In an Outsider's State, Hatfield Plays the Role

WHEN US Sen. Mark Hatfield (R) of Oregon voted against the balanced-budget amendment, he set the political outrage meters jumping among many fellow Republicans.

Senate GOP whip Trent Lott of Mississippi accused him of ``arrogance.'' Senator Robert Smith of New Hampshire said he hopes his fellow Republican will lose in next year's election, along with the 33 Democrats Hatfield joined to defeat the amendment last week.

Some want to punish the Oregon maverick. Senate Republicans were to meet yesterday to consider sanctions, including denying campaign funding or revoking Hatfield's chairmanship of the powerful Appropriations Committee. Such a move has not been seen in the Senate since 1924.

For Hatfield - and for the many Oregonians who have voted for him over his 40-plus years in politics - it's a familiar and not surprising story.

``Vintage Hatfield,'' says Gerry Frank, the senator's chief of staff for 26 years. ``He's a man of very strong convictions, he's not afraid to take a lonely position, and once he does it's thought-out and he sticks to his guns. He is not swayed by pressure.''

The Almanac of American Politics calls Oregon ``an experimental commonwealth and laboratory of reform.'' And while the political landscape has been changing with the influx of newcomers in recent years, that uniqueness remains a hallmark of the state.

In Oregon, ``It's almost a litmus test that you be independent-minded,'' says Jacqueline Switzer, a political scientist at Southern Oregon State College.

In Hatfield's case, this has meant co-sponsoring (together with George McGovern) a measure to end the Vietnam War, being one of only two senators to vote against the Gulf war resolution, backing a nuclear freeze, opposing term limits and capital punishment, and also calling the recent balanced-budget amendment a ``gimmick'' and ``demeaning'' to the US Constitution.

``Mark Hatfield voted against the great majority of Oregonians on this issue,'' says state Republican chairman Randy Miller, who is also a state senator. ``But I also sense that he is maybe the single person in public office today who could survive that kind of vote.''

In a lightly populated state like Oregon, politics and political relationships are often personal.
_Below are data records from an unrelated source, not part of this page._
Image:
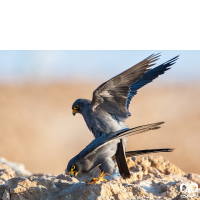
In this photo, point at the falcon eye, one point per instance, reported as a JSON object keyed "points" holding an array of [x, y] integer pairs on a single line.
{"points": [[73, 167], [76, 107]]}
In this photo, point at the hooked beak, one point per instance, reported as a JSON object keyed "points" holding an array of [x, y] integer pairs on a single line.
{"points": [[74, 112]]}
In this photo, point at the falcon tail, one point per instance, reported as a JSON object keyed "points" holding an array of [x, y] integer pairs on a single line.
{"points": [[121, 161], [145, 151]]}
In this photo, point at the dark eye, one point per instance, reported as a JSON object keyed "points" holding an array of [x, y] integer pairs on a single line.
{"points": [[76, 107]]}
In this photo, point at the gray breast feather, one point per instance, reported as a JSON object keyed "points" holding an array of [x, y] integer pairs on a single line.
{"points": [[101, 122]]}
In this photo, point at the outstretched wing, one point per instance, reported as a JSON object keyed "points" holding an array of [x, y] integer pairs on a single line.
{"points": [[148, 77], [112, 95]]}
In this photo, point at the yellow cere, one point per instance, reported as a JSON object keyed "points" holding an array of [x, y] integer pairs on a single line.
{"points": [[76, 107]]}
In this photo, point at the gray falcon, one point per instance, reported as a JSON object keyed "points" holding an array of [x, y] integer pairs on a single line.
{"points": [[101, 152], [109, 107]]}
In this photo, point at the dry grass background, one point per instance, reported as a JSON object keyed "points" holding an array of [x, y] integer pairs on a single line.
{"points": [[37, 127]]}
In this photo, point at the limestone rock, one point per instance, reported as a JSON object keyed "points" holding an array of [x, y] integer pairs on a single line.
{"points": [[152, 177], [17, 167]]}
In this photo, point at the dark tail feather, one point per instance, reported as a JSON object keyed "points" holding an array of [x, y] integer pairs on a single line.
{"points": [[134, 131], [141, 152], [121, 161]]}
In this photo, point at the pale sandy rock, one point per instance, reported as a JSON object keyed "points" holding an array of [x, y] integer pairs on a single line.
{"points": [[151, 178], [6, 173]]}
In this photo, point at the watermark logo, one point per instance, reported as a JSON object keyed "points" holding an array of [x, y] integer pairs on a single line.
{"points": [[189, 189]]}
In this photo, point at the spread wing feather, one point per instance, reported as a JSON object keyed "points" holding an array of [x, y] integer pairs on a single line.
{"points": [[112, 95], [148, 77]]}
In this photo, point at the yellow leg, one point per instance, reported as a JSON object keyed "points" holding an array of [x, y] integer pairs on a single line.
{"points": [[97, 180]]}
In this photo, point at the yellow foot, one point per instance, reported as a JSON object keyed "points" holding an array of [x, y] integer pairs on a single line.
{"points": [[96, 180]]}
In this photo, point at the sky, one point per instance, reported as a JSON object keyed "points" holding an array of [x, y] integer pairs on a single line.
{"points": [[47, 66]]}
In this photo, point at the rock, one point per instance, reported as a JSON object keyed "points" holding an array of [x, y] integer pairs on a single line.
{"points": [[17, 167], [152, 177]]}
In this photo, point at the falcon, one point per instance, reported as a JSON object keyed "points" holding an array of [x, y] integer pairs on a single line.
{"points": [[109, 107]]}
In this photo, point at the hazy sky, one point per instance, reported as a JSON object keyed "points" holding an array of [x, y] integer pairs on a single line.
{"points": [[47, 66]]}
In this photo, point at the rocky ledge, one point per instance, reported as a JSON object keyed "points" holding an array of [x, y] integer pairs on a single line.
{"points": [[152, 177]]}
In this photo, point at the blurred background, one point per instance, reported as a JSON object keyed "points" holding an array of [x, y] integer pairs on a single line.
{"points": [[38, 88]]}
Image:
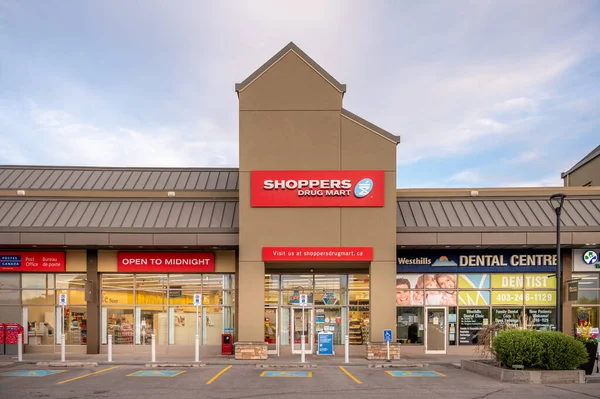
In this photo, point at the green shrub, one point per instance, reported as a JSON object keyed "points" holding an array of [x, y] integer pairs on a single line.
{"points": [[561, 352], [518, 347], [551, 350]]}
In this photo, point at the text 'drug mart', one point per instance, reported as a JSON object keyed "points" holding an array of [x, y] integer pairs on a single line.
{"points": [[156, 373], [415, 374], [286, 374], [31, 373]]}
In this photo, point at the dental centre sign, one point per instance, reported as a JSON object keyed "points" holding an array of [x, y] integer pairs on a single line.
{"points": [[317, 188], [464, 261]]}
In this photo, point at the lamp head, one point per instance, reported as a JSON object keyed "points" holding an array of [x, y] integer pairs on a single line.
{"points": [[557, 200]]}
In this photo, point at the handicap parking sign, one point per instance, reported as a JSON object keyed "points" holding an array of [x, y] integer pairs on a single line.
{"points": [[197, 299]]}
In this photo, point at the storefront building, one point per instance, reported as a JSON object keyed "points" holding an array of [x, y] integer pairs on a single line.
{"points": [[457, 292], [312, 212]]}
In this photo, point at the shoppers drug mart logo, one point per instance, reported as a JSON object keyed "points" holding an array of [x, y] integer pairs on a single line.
{"points": [[331, 188], [363, 188], [590, 257]]}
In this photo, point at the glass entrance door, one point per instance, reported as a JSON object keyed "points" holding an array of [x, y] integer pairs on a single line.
{"points": [[271, 332], [298, 327], [435, 330]]}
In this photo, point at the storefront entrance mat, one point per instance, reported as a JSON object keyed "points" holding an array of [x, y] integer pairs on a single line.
{"points": [[415, 373], [31, 373], [156, 373], [286, 374]]}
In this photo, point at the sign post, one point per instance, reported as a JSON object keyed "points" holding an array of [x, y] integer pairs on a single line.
{"points": [[62, 301], [197, 303], [303, 302], [387, 338]]}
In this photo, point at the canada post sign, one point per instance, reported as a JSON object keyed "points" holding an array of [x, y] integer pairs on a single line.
{"points": [[317, 188], [456, 261]]}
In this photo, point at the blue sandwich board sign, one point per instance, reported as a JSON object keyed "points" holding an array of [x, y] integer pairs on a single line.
{"points": [[325, 343]]}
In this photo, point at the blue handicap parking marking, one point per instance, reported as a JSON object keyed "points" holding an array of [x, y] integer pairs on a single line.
{"points": [[286, 374], [416, 373], [156, 373], [31, 373]]}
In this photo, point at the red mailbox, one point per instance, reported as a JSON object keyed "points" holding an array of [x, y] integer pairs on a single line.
{"points": [[226, 344], [1, 338], [11, 337]]}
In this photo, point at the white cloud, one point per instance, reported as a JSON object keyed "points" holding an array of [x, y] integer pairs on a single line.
{"points": [[467, 176], [66, 139], [527, 156], [518, 104]]}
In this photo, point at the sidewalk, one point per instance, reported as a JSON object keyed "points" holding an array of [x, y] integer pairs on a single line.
{"points": [[292, 360]]}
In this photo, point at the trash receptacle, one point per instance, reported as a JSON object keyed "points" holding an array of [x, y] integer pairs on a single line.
{"points": [[1, 338], [226, 344], [11, 338]]}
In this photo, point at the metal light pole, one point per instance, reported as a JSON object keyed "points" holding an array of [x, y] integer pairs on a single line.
{"points": [[556, 201]]}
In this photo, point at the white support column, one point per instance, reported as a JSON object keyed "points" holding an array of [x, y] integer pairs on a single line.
{"points": [[110, 347]]}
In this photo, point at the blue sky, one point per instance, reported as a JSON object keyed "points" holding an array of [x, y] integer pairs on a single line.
{"points": [[483, 93]]}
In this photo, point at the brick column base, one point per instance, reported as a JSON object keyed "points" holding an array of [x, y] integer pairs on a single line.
{"points": [[378, 351], [250, 350]]}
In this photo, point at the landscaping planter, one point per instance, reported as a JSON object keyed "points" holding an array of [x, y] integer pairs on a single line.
{"points": [[592, 348], [488, 369]]}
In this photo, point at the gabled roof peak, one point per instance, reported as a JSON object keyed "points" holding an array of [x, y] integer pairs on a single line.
{"points": [[291, 46]]}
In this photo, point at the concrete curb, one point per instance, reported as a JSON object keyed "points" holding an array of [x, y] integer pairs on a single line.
{"points": [[249, 363], [398, 365], [545, 377], [67, 364]]}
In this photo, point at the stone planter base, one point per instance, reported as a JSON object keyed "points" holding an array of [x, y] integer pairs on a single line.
{"points": [[250, 350], [378, 351], [524, 376]]}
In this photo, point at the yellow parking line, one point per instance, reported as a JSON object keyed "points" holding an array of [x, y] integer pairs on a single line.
{"points": [[350, 375], [87, 375], [218, 374]]}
``I happen to have a son who served in the Gulf war, and I disagreed with Senator Hatfield at that time too,'' says Mr. Miller. ``But I've been proud of him on so many other occasions.... I think he's a person of great integrity.''

The Portland Oregonian, the state's largest and most influential newspaper, this week invited readers to call in with their views.
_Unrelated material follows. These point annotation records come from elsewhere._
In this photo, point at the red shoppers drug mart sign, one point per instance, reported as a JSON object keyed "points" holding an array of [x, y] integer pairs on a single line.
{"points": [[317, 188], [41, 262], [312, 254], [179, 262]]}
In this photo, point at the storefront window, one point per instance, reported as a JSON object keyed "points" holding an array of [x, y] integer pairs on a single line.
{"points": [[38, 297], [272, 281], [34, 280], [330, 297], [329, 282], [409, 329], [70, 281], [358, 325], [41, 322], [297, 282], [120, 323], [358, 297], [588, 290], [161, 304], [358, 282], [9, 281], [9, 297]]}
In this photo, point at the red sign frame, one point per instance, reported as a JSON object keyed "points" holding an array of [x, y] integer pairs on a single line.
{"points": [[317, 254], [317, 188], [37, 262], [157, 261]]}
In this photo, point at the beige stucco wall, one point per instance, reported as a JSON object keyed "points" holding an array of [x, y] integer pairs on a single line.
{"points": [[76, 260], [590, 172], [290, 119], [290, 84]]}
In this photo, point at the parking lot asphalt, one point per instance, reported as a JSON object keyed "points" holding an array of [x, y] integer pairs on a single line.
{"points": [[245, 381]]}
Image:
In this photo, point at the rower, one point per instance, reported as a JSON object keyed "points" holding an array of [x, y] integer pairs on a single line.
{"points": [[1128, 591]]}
More than 3,000 people responded - more than had ever called on any other issue. Of the 714 who got through the jammed phone lines, 81 percent praised Hatfield. Many of those were Democrats who have voted for him time after time over his five terms in the Senate.

AMONG Oregon Republicans, the picture is as mixed as it is back in Washington - where Sens. Phil Gramm, Ted Stevens, Pete Domenici, Jim Jeffords, and others have defended Hatfield against calls for his punishment coming mostly from younger, more ideological lawmakers.

Before the balanced-budget amendment vote, 35 of 36 county GOP leaders signed a letter urging Hatfield's approval. At the state Republican Party's annual conference last weekend, most of the talk was of the need for a balanced-budget amendment - and of Hatfield's failure to support this key plank of the Republican ``Contract With America.''

Someone at the conference (which Hatfield did not attend) turned the placard with his name upside down as a symbol of distress. Another political activist handed out bumper stickers reading ``Dump Mark in '96'' and ``Hatfield is Unbalanced.''

While he speaks kindly of Hatfield, party chair Miller notes some of his political problems: Opposition to term limits, despite voters' approval in 1992; formal rebuke by the Senate Ethics Committee in 1992 for accepting and failing to report $43,000 in gifts during the 1980s; and being ``out of touch'' on the balanced-budget amendment.

Supporters note that Hatfield has brought federal largess to the state. But Miller says this can cut both ways. Speaking of the ouster of the House Speaker last year, he says: ``Tom Foley found that that isn't necessarily an advantage any more.''

Hatfield says he will decide this summer whether or not to run for a sixth term.